And I'm sure you've never read about XFS internal structure:

http://xfs.org/docs/xfsdocs-xml-dev/XFS_Filesystem_Structure//tmp/en-US/html/Allocation_Groups.html

XFS + md linear array-- Let me repeat this so there is no
misunderstanding, that we're talking about one of many possible XFS
configurations:   *XFS + md linear array*  is extremely fast for the
highly parallel small file random access workload because it:

1.  Eliminates the complexities and buffering delays of data alignment
to an md striped array.  While fast and trivial, these operations add
more and more overhead as the workload increases.  At high IOPS they are
longer trivial.  Here, XFS instead simply sends the data directly to md,
which calculates the sector offset in the linear array and writes the
blocks to disk.

2.  mdraid doesn't have to perform any striping offset calculations.
Again, while trivial, these calculations add overhead as workload
increases.  And unlike the linear and RAID0 drivers, the mdraid10 driver
has a single master thread, meaning absolute IO performance can be
limited by a single CPU if there are enough fast disks in the RAID10
array and the CPUs in the system aren't fast enough to keep up.  Search
to list archives for instances of this issue.

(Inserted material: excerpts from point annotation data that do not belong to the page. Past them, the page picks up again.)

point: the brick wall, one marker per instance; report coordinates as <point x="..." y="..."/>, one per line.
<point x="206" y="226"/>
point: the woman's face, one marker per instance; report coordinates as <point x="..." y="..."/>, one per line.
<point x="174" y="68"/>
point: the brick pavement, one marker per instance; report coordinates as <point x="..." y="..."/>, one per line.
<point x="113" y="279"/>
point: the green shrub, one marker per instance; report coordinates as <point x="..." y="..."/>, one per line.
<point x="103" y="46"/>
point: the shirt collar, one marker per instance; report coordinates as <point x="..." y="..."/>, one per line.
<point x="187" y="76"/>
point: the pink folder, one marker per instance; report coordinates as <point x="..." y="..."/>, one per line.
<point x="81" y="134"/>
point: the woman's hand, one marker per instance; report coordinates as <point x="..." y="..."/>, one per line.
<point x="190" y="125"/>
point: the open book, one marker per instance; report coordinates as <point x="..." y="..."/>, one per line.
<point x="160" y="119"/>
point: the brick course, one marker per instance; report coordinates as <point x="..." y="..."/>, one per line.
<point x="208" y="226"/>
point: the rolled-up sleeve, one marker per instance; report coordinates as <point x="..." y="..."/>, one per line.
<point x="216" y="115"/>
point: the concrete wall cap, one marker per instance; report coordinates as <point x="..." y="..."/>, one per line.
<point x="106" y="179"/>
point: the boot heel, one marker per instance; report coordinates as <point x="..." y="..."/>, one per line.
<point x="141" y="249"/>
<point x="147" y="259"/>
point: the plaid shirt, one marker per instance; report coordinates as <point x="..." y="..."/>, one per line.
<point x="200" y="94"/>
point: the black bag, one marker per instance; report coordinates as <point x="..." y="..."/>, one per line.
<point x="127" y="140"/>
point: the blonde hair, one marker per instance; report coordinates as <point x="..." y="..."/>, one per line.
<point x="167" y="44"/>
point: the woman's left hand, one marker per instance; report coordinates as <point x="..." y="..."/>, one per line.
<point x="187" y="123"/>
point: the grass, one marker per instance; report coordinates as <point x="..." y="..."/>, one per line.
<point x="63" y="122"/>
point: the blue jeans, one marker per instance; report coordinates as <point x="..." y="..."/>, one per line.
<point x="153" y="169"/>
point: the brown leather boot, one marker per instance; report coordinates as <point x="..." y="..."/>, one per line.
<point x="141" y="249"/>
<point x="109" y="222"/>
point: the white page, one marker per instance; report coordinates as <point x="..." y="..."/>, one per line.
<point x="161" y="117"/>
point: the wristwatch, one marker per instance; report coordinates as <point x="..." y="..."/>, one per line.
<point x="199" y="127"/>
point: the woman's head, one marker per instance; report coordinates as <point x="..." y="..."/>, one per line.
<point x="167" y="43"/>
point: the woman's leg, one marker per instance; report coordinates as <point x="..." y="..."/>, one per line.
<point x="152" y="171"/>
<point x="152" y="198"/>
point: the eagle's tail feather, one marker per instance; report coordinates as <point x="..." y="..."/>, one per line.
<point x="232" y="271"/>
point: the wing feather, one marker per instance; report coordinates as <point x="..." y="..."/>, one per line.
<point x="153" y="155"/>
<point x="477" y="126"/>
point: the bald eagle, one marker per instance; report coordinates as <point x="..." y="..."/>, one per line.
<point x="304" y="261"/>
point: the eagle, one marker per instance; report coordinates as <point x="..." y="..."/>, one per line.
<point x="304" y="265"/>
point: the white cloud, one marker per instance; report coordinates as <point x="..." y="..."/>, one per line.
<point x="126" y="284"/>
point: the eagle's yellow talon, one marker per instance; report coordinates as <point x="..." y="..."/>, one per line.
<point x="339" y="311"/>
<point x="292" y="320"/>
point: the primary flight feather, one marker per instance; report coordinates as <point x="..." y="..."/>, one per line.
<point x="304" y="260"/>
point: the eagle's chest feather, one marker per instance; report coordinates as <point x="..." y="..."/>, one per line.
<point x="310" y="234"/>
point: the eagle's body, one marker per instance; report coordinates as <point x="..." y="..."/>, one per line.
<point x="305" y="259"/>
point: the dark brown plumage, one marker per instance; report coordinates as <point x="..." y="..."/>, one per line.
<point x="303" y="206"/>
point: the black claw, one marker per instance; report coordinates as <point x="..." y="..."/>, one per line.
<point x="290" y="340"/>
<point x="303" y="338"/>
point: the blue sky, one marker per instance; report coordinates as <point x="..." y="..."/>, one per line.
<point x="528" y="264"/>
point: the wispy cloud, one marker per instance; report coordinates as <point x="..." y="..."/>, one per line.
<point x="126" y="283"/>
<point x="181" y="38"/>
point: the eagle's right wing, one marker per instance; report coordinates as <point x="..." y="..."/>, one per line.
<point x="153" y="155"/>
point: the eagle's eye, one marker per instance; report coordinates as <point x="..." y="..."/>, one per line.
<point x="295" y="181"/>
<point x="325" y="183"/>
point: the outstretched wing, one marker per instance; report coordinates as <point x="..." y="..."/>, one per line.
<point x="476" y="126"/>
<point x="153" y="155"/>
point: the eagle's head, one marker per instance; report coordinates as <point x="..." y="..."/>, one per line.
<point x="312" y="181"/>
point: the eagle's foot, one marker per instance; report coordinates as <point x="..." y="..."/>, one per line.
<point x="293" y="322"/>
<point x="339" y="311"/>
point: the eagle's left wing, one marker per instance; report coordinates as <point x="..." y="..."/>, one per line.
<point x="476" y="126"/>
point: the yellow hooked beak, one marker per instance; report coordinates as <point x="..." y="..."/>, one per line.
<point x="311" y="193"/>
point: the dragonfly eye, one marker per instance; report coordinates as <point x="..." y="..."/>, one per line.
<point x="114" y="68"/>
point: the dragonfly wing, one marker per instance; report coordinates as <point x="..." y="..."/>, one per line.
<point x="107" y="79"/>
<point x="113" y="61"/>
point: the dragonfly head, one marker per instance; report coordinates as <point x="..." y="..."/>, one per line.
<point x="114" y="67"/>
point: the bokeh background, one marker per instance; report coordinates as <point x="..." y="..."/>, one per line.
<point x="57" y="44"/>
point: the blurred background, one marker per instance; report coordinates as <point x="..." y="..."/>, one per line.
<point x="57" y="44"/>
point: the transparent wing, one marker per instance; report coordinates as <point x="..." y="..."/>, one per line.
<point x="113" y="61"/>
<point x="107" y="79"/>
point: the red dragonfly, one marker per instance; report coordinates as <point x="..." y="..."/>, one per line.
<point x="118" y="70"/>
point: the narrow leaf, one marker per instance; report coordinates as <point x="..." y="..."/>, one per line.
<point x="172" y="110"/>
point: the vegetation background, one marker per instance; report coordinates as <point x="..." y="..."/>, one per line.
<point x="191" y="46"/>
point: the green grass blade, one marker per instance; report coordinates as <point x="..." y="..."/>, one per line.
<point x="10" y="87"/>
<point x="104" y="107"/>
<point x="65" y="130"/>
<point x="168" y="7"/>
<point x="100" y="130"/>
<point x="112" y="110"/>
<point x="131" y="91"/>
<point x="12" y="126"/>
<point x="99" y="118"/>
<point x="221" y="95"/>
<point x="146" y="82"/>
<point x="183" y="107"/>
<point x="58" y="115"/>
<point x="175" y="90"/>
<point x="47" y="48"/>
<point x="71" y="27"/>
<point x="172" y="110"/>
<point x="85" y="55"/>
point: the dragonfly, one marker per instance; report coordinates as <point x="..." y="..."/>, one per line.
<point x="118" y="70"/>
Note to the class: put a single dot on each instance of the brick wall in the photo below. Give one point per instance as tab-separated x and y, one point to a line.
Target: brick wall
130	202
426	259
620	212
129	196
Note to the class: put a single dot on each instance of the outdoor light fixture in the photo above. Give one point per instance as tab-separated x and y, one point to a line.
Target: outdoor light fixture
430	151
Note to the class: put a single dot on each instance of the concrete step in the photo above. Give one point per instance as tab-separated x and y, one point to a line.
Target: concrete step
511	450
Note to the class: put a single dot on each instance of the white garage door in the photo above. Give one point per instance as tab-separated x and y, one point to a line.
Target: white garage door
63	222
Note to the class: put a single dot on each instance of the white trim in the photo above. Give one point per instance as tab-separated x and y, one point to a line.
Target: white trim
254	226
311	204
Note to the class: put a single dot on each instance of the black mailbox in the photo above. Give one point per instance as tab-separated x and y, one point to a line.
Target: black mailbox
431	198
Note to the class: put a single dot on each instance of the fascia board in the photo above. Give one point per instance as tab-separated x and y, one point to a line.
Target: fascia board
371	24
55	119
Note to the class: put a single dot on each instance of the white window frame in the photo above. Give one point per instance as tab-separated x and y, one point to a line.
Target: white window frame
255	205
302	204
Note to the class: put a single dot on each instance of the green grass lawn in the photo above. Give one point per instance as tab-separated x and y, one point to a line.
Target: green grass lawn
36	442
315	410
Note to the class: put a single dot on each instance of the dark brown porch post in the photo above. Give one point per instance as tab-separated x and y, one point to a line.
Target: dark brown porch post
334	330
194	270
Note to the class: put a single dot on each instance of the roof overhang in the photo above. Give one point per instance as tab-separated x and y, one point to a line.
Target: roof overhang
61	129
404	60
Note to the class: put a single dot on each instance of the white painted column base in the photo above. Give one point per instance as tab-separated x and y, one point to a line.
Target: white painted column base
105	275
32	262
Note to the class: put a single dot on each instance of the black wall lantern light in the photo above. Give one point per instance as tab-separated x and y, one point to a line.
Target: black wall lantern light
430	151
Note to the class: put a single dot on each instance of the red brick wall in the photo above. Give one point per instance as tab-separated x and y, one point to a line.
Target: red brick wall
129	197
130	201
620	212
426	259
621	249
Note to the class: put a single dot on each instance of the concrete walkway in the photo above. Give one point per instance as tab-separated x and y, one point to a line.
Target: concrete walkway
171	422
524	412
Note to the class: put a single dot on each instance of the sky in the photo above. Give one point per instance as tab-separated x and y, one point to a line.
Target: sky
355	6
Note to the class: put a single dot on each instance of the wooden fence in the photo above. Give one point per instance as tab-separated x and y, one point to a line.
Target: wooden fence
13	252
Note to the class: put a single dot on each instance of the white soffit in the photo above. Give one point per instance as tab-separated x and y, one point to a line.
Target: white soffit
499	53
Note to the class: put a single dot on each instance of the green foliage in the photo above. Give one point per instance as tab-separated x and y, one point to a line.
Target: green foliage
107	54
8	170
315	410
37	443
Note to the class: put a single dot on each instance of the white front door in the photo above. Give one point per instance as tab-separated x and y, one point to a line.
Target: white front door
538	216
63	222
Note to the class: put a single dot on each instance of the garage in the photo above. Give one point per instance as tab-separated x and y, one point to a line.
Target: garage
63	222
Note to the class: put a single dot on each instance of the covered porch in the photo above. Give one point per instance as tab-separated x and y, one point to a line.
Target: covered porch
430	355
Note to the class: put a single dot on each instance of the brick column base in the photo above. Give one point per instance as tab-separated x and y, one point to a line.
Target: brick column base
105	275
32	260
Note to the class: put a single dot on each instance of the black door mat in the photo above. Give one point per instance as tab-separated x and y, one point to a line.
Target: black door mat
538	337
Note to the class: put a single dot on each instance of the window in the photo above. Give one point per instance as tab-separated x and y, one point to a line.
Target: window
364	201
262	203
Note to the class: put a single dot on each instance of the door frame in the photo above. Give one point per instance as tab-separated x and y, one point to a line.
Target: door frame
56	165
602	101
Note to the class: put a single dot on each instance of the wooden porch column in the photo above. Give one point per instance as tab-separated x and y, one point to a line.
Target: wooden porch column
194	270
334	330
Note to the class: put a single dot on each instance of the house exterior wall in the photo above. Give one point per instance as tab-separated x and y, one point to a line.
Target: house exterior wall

3.  I already mentioned the disk read ahead advantage vs mdraid10.  It
can be significant, in terms of file access latency, and memory
consumption due to wasted buffer cache space.  If one is using a
hardware RAID solution this advantage disappears, as the read ahead hits
the RAID cache one per request.  It's no longer per drive as with mdraid
because Linux treats the hardware RAID as a single block device.  It
can't see the individual drives behind the controller, in this regard
anyway, thus doesn't perform read ahead on each drive.

4.  Fewer disk seeks for metadata reads are required.  With a striped
array + XFS a single metadata lookup can potentially cause a seek on
every spindle in the array because each AG and its metadata span all
spindles in the stripe.  Withe XFS + linear a given metadata lookup for
a file generates one seek in only one AG on one spindle.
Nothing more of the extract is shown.